Shine, what machine are you using for your buffing?
 
i use a flex rotary . the black pad is for the 38 . it is the polishing pad. you can use a sprayer to clean your pads. i have a 1/4 in hose with a weed spray nozzle on it.
 
the flex is smaller . it weighs only 4.7 lbs . i use the 6.5 pads and polish much like it paint. slow . i also like the little pads. but remember anything i recommend will be for custom or restorations. i'm dumb as a tree stump on collision . i dont do it.

but at my age i dont like the seating arrangements on a 9 lb buffer.
 
So far the V34 and V36 have worked great on the used cars I encounter daily.
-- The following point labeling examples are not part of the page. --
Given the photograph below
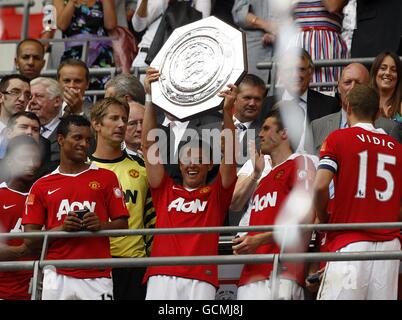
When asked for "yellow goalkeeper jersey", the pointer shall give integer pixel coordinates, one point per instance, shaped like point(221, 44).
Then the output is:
point(130, 170)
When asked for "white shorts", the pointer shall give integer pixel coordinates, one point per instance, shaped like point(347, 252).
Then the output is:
point(362, 280)
point(61, 287)
point(176, 288)
point(261, 290)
I use a dewalt with wool pad and usually knock of the scratch edge with 2000. It is some thick stuff. Could be a problem in the summer heat. May have to keep pads more moist.
 
Finally got around to hitting part of the roof with the 32 on the orange pad. Disappointed when I saw these big puppies still glaring through loud and clear. I went several passes over with the orange pad and 32 but I can see I'm going to have to go back to 1500 and work back up to work these out probably. These scratches actually look like a piece of something got stuck under the sandpaper because they're 4 or 5 big distinct scratches.

After the 32, should I see no scratches in the clear besides any swirl marks from the compound? I can still see some light scratches, but I can't capture those in a picture. I'm thinking I'm going to have to back up and go back over the entire roof with 2000 and work back up to 3000...not something I am looking forward to doing. It's just really difficult to tell if all the scratches are out until you begin the compound. My tendency is to probably undersand to avoid removing as much clear as possible. IMG_0322.jpg
 
What you are seeing there is particulate contamination getting under your sandpaper. Oftentimes when this happens you can hear a high-pitched squeal, but it's not very loud. Cleanliness is essential in the color sanding process.